Psychotherapy Finances is a newsletter written expressly for behavioral health practitioners and provides its subscribers with the latest news and ideas for building strong private practices, including practices in managed care. The newsletter is available at www.psyfin.com.

S 558 — The Mental Health Parity Act of 2007
After a long battle, the Senate passed legislation in September 2007 requiring equal health insurance coverage for mental and physical illnesses when policies include both. The bill, known as the Paul Wellstone Mental Health and Addiction Equity Act would dramatically change how managed care insurance companies fund mental health treatment if passed by the House.

The bill recognizes that mental illness is a disease like any other. Its objective is to require insurance coverage that is equal to, but not superior to, other medical conditions such as cancer, diabetes, or heart disease.

With the addition of New York and Ohio in 2007, there are now 41 states with parity laws covering 26 million Americans. These laws vary substantially in their scope and requirements. The federal parity law will only preempt standards in state laws that establish parity for day or visit limits and financial limitations.

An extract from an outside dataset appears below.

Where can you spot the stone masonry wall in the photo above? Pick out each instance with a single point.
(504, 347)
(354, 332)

The mental health parity law in Massachusetts stipulates that medical necessity determines the number of sessions for which a person is eligible, and the sessions are unlimited as long as treatment is medically necessary. Paul Alie, LICSW, explains: “For a biologically based diagnosis, such as bipolar disorder, schizophrenia, or major depression, there is no cap on the number of sessions as long as the therapist can demonstrate that there is medical necessity. And even if it is a nonparity diagnosis, such as an adjustment disorder or an anxiety disorder, subscribers are usually going to get up to 24 sessions since most people come in with some level of distress or impairment that is going to meet the criteria for medically necessary care.”

— LKJ

Reference
Danzinger, P. R. & Welfel, E. R. (2001) The impact of managed care on mental health counselors: A survey of perceptions, practices, and compliance with ethical standards. Journal of Mental Health Counseling, 23(2), 137-150.